The study assessed soil moisture, growth rates, and final yields of six cassava genotypes under different water management. Across the 2022/2023 and 2023/2024 growing seasons, this study revealed that low soil moisture contents for drought treatment affect genotypic variation in cassava CMR38–125–77 performed well under full irrigation in 2022/2023 and also demonstrated drought resilience in 2023/2024 by maintaining high storage root dry weight (25.6 t ha⁻¹), HI (0.66), and starch yield (666.5 t ha⁻¹). Kasetsart 50 proved to be a top performer under late drought conditions in 2022/2023, with 26.7 t ha⁻¹ for storage root dry weight, 0.76 for HI, and 600.6 t ha⁻¹ for starch yield, indicating its potential as a drought-tolerant genotype. Under drought stress, the genotypes Kasetsart 50 (2022/2023) and CMR38–125–77 (2023/2024) demonstrated that better LGR and RGR during the rewatering phase were associated with higher storage root dry weight and starch yield. Rayong 9 showed excellent adaptability in 2023/2024, performing well under both full irrigation and drought in total dry weight (47.1 and 40.8 t ha⁻¹, respectively), storage root dry weight (30.1 and 24.9 t ha^–1, respectively), and starch yield (685.3 and 595.6 t ha⁻¹, respectively), making it suitable for erratic rainfall regions. High LGR and RGR during drought stress were linked to good performance at final harvest for Rayong 9 (2023/2024).
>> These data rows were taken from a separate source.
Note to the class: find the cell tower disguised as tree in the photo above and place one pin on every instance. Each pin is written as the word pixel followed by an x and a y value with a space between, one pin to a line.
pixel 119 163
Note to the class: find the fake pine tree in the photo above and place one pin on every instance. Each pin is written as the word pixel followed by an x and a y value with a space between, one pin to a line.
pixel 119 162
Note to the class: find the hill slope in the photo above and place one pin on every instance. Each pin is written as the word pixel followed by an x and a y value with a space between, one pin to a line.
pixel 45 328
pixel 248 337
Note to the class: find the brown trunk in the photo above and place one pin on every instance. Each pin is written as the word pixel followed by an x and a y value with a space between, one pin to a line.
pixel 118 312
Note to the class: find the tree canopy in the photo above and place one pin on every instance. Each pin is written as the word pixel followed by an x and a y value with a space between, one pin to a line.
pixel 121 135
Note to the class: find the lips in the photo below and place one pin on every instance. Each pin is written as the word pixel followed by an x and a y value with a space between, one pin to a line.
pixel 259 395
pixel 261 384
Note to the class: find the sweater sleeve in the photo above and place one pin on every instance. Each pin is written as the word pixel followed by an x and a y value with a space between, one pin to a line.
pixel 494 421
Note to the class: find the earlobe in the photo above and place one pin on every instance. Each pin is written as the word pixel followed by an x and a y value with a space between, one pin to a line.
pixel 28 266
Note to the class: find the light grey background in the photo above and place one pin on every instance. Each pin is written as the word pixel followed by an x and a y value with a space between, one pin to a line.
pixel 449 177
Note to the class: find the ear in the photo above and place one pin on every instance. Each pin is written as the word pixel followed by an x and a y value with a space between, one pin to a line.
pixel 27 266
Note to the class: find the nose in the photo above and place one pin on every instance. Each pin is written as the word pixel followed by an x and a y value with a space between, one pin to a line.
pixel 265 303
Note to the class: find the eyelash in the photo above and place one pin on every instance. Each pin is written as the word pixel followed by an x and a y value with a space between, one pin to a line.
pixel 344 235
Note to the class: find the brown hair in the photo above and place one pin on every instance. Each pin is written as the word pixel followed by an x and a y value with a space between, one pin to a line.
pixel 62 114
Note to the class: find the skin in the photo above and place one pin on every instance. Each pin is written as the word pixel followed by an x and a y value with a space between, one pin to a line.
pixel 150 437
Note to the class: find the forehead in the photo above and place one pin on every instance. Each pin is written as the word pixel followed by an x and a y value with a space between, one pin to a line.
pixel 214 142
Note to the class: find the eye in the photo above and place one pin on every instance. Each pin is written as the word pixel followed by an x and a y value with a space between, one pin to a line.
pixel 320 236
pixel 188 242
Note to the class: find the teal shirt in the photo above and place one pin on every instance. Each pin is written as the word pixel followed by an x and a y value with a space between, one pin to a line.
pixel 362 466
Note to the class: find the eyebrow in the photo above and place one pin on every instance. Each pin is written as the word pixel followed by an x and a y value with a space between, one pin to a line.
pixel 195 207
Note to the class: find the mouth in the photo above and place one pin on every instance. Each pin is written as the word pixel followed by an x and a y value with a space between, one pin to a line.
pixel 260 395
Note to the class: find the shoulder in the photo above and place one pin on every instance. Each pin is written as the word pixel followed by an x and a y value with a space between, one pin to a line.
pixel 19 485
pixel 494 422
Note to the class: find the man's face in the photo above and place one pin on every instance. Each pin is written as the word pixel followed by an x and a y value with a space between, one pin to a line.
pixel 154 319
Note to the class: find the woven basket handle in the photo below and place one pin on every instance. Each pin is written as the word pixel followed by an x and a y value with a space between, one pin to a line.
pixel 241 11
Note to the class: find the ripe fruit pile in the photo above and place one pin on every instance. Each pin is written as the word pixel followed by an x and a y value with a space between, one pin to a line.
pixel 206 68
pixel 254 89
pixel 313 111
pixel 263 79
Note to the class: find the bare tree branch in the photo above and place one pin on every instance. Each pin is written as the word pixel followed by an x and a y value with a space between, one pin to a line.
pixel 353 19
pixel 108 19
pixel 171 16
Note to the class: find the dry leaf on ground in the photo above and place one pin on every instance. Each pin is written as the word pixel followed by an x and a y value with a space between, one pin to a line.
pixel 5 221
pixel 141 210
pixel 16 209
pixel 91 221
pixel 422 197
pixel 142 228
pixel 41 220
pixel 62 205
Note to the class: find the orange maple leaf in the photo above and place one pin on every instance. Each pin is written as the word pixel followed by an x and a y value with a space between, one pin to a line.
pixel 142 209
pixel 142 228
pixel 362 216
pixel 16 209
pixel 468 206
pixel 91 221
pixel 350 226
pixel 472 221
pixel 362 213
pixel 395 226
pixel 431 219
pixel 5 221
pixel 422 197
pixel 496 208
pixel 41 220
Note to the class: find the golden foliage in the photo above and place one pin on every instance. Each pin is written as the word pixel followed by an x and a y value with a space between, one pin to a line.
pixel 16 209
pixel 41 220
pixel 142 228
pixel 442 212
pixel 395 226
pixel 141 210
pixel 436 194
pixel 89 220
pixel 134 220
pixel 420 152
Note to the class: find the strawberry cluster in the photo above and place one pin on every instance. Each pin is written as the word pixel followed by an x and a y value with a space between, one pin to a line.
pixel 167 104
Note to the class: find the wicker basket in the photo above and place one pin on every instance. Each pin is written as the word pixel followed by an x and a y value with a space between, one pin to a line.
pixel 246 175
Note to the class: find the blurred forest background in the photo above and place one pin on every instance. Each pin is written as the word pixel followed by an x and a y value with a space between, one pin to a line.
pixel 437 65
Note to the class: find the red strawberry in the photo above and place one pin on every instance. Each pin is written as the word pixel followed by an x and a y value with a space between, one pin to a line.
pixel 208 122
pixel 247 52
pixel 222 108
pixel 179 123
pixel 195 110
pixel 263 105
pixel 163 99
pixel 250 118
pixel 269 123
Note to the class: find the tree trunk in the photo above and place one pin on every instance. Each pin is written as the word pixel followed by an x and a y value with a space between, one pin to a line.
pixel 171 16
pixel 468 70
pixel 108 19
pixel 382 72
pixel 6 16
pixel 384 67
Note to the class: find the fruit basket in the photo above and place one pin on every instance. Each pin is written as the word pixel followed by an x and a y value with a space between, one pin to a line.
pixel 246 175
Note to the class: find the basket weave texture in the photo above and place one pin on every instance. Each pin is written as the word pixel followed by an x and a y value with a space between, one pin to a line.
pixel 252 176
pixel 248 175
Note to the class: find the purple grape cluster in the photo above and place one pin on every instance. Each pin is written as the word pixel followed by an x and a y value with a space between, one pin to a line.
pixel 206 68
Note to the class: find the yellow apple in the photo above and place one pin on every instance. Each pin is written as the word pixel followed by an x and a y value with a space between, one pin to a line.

In addition, Rayong 72 displayed remarkable drought tolerance across both seasons, with no adverse effects on its storage root dry weight and starch yield, indicating its value as genetic material for breeding programs. The differences in soil and weather conditions between the 2022/2023 and 2023/2024 growing seasons led to variations in the genotypes’ performance; therefore, validation through experiments across multiple locations and years remains necessary. Overall, this study indicates the necessity of selecting genotypes with robust performance under both stress and recovery conditions to support climate-resilient cassava production. Furthermore, integrating physiological traits such as photosynthetic rate, leaf area index, and specific leaf area into selection criteria could enhance understanding of drought tolerance mechanisms and improve the efficiency of breeding programs.